Mathew views suppliers as a vital cog in the wheel of the company’s operational efficiency. “Many of them have worked for generations with the company – the father supplied to us and later the next generation took over and is currently supplying to us,” he says. “The fact that the biggest of suppliers have all been with us for decades is a great thing for the company.
“We delivered INR500 crores of cost savings in these five years. That would not have been possible if we did not have the right relationship with our suppliers.”
According to Mathew, by investing in vendor management, and improving the quality of standard operating systems, Crompton has been able to improve availability from 50–90 per cent in terms of supply chain performance. The company procures roughly half of what they sell from suppliers while the other half is manufactured in-house. “We combine finished goods and raw materials, I’d say we have around 80 suppliers, out of which 20 suppliers are key to our operations,” he shares.
The fifth and final lever that he mentions is Organisational Excellence. By implementing the four levers effectively, it’s possible to improve how the organisation runs. “We have done a lot of investment in terms of building capability of our people through the right programs so that they are able to implement the new processes and systems effectively,” Mathew says.
Consistency, the secret ingredient
Mathew believes brand consistency has set Crompton apart from competitors. “Our successes come from the fact that we have not tried to change things that are working well,” he says. “I would say 95 per cent of my leadership team remains unchanged.” According to Mathew, the brand’s consistency is driven by a few factors. “We have a unique brand.
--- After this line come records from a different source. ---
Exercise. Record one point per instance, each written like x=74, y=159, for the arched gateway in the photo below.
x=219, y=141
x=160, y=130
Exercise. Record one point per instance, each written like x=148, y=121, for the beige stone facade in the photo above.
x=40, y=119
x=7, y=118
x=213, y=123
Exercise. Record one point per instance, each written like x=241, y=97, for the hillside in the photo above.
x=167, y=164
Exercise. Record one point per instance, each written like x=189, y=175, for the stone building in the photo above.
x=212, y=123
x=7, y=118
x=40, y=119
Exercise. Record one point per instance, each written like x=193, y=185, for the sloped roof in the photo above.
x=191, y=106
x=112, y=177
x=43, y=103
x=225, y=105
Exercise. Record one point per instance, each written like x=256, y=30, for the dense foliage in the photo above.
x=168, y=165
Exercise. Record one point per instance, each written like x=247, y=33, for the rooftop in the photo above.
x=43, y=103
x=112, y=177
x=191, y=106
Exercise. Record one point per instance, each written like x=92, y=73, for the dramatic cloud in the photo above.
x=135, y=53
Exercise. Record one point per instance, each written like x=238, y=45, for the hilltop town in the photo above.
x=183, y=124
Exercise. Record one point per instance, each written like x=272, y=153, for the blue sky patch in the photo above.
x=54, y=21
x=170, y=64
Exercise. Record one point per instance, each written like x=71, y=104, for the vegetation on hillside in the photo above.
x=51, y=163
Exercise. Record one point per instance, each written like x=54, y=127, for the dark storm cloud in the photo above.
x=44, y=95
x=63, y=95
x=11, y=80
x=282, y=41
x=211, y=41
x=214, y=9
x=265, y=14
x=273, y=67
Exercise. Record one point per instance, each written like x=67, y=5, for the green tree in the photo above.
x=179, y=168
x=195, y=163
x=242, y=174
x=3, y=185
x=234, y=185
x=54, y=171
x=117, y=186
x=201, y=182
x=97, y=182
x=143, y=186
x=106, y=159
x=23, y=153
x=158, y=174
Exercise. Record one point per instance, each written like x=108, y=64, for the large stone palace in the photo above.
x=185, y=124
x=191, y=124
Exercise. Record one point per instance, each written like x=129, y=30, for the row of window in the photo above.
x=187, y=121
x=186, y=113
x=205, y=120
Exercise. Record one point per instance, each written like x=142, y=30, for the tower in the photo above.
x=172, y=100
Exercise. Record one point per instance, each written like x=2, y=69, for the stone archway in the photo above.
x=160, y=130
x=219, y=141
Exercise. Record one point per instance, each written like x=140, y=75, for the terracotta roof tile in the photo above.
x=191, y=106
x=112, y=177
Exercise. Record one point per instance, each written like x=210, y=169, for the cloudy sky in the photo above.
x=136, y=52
I think it’s probably one of the most trusted brands in the industry – it has been around for so many years and has built up a reliable customer image.”
In terms of achieving the financial objectives that we have set for ourselves, I think we have a very strong and consistent track record.
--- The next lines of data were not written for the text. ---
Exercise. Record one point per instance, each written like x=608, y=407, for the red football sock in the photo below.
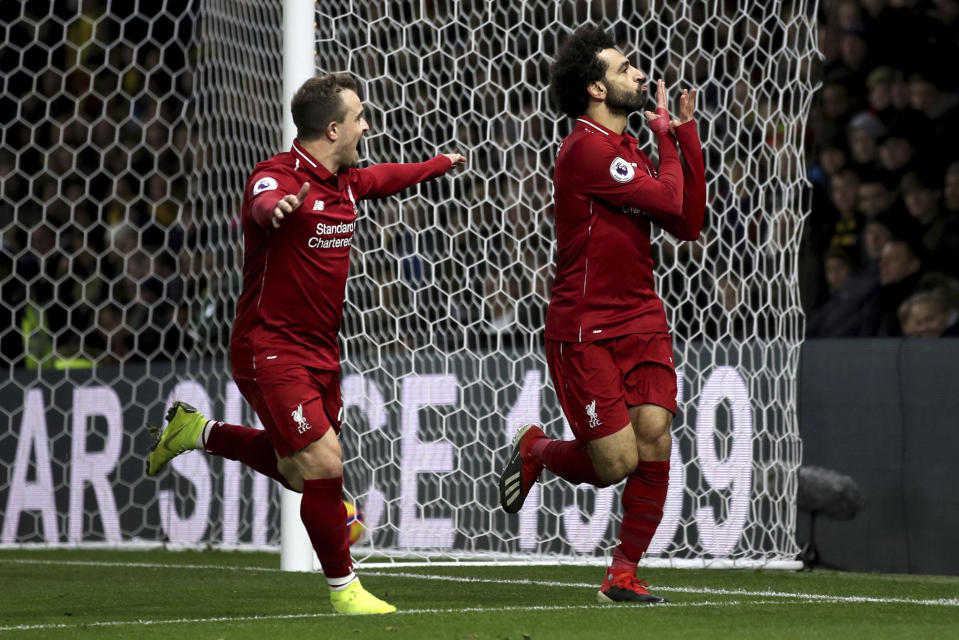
x=568, y=459
x=247, y=445
x=324, y=516
x=643, y=500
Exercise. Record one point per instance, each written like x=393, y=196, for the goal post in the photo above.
x=133, y=147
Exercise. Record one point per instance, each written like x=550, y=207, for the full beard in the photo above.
x=624, y=102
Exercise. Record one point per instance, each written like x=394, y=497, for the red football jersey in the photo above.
x=294, y=276
x=606, y=194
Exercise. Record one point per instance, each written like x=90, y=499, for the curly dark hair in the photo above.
x=577, y=66
x=317, y=103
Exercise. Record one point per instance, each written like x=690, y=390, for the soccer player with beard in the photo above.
x=607, y=344
x=298, y=214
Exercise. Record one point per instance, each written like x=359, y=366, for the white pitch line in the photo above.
x=297, y=616
x=944, y=602
x=809, y=597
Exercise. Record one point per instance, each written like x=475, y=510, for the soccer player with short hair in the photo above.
x=607, y=344
x=298, y=215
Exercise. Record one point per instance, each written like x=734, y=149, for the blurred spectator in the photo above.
x=837, y=266
x=873, y=197
x=922, y=198
x=926, y=315
x=880, y=83
x=900, y=268
x=864, y=131
x=847, y=221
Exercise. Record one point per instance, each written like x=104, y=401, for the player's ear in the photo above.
x=332, y=131
x=596, y=90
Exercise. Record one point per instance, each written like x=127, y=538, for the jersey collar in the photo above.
x=309, y=162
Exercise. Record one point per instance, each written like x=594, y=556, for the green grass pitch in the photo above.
x=224, y=595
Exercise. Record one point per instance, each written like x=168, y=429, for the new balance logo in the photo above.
x=301, y=424
x=591, y=414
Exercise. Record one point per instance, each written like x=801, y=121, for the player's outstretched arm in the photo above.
x=381, y=180
x=690, y=224
x=273, y=203
x=288, y=204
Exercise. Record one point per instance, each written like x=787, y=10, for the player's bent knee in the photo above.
x=322, y=458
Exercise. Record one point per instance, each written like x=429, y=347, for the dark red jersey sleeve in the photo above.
x=609, y=177
x=689, y=225
x=264, y=189
x=381, y=180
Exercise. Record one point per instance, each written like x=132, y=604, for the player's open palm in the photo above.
x=687, y=103
x=659, y=121
x=288, y=204
x=457, y=160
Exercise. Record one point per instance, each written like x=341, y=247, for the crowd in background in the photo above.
x=102, y=259
x=881, y=247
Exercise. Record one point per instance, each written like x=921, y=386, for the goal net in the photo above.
x=123, y=168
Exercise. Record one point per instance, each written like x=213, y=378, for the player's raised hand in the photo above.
x=457, y=160
x=659, y=121
x=288, y=204
x=687, y=104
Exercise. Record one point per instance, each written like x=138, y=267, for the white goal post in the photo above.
x=449, y=281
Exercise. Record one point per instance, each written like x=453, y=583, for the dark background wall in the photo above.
x=886, y=413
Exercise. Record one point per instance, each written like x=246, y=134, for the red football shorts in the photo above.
x=296, y=404
x=596, y=382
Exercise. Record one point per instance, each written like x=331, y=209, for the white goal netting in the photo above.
x=133, y=133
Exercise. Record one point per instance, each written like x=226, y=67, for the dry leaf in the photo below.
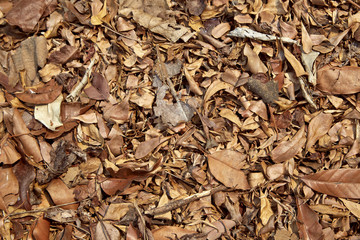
x=308, y=222
x=318, y=127
x=344, y=183
x=226, y=167
x=166, y=232
x=288, y=149
x=49, y=114
x=336, y=80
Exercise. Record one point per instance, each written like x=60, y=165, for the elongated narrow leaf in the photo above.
x=344, y=183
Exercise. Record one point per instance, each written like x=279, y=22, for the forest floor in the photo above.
x=188, y=119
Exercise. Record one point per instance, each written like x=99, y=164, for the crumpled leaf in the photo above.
x=148, y=146
x=222, y=226
x=99, y=89
x=318, y=127
x=105, y=230
x=298, y=68
x=308, y=222
x=169, y=29
x=25, y=174
x=226, y=167
x=170, y=232
x=265, y=211
x=195, y=7
x=98, y=12
x=338, y=80
x=9, y=185
x=8, y=153
x=268, y=91
x=65, y=54
x=41, y=95
x=26, y=14
x=344, y=183
x=41, y=229
x=288, y=149
x=254, y=62
x=171, y=113
x=22, y=133
x=49, y=114
x=61, y=194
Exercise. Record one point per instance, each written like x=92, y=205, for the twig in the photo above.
x=307, y=96
x=248, y=33
x=172, y=205
x=75, y=93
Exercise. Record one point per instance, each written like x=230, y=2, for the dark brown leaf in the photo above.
x=344, y=183
x=26, y=14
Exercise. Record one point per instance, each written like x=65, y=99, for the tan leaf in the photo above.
x=254, y=62
x=230, y=115
x=298, y=68
x=226, y=167
x=288, y=149
x=318, y=127
x=308, y=222
x=353, y=207
x=336, y=80
x=170, y=232
x=305, y=39
x=344, y=183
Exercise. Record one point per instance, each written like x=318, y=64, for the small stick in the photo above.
x=307, y=96
x=73, y=96
x=248, y=33
x=181, y=202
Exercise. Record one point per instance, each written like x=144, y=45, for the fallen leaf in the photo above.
x=338, y=80
x=61, y=194
x=226, y=167
x=41, y=229
x=99, y=89
x=41, y=95
x=98, y=12
x=49, y=114
x=344, y=183
x=26, y=14
x=170, y=232
x=318, y=127
x=308, y=222
x=288, y=149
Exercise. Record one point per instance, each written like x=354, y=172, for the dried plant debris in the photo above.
x=192, y=119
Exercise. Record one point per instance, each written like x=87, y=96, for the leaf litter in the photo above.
x=179, y=119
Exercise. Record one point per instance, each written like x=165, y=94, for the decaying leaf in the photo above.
x=336, y=80
x=171, y=113
x=288, y=149
x=268, y=91
x=42, y=95
x=49, y=114
x=26, y=14
x=342, y=183
x=226, y=167
x=308, y=222
x=318, y=127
However, he is wary of complacency. “We are a company that is a learning organisation. We fully respect and try to learn when our competitors do something good,” Mathew says. “I think the only way we can stay ahead is by learning from what others are doing as well.”
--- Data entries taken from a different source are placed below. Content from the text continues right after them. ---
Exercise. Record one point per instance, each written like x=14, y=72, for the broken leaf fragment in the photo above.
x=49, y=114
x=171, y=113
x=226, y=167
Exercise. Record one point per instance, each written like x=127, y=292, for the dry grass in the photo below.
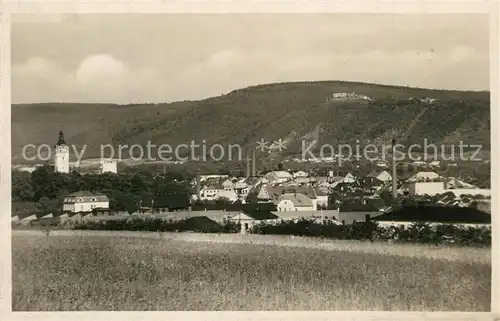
x=143, y=271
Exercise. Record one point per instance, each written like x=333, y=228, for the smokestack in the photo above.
x=198, y=187
x=248, y=163
x=394, y=175
x=253, y=164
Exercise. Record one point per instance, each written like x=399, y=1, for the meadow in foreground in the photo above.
x=109, y=271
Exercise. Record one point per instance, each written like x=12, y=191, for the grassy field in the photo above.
x=93, y=270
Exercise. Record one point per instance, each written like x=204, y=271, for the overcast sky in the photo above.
x=164, y=58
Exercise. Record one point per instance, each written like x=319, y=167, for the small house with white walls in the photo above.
x=109, y=166
x=84, y=201
x=248, y=219
x=383, y=176
x=463, y=216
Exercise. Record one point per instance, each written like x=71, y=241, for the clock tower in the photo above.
x=61, y=161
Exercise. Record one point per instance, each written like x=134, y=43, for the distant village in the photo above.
x=282, y=194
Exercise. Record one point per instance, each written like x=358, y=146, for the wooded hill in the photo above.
x=283, y=110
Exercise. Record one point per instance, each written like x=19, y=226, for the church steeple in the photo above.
x=61, y=140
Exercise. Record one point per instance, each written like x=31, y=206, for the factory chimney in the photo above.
x=198, y=187
x=248, y=163
x=394, y=175
x=253, y=164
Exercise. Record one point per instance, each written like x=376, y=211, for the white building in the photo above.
x=296, y=202
x=424, y=176
x=278, y=176
x=85, y=202
x=300, y=174
x=383, y=176
x=214, y=192
x=61, y=155
x=425, y=188
x=109, y=166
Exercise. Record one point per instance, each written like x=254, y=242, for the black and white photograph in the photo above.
x=251, y=162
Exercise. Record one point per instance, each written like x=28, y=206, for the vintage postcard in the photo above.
x=250, y=161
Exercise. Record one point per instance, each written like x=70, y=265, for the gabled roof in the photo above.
x=298, y=199
x=372, y=205
x=261, y=215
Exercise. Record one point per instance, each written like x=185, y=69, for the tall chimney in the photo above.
x=248, y=163
x=253, y=164
x=198, y=187
x=394, y=175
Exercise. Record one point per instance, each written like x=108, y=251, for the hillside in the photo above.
x=285, y=110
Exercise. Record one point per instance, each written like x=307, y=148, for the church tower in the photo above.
x=61, y=161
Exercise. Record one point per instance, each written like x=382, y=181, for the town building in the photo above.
x=109, y=166
x=61, y=155
x=292, y=202
x=248, y=219
x=84, y=201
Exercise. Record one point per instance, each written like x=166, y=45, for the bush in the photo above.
x=418, y=232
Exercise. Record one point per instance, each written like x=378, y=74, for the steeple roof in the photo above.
x=61, y=140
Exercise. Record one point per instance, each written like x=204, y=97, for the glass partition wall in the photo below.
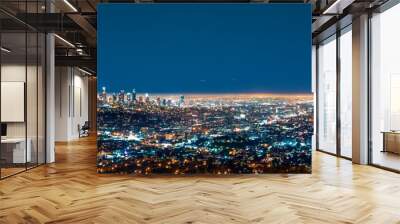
x=334, y=85
x=385, y=89
x=327, y=95
x=22, y=99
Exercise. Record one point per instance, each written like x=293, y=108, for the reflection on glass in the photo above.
x=385, y=93
x=14, y=153
x=346, y=94
x=327, y=96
The CEO has exciting plans for the future of Crompton Greaves Consumer Electricals. The short-term goal is to “build on the strengths while trying to identify areas that require strengthening”. For the long-term, Mathew believes that the objectives will remain similar. “But I would also like to accelerate the kind of sales growth we have been having and remain a highly profitable organisation,” he explains.
Mathew recognises that the road ahead is long, but in his mission to “take the company to a world-class level”, he remains steadfast.
“In the initial days, we were only delivering to our customers 50 per cent of the time. That has now improved to 90 per cent – our suppliers and our vendors have played a remarkable role in partnering with us to make that happen.”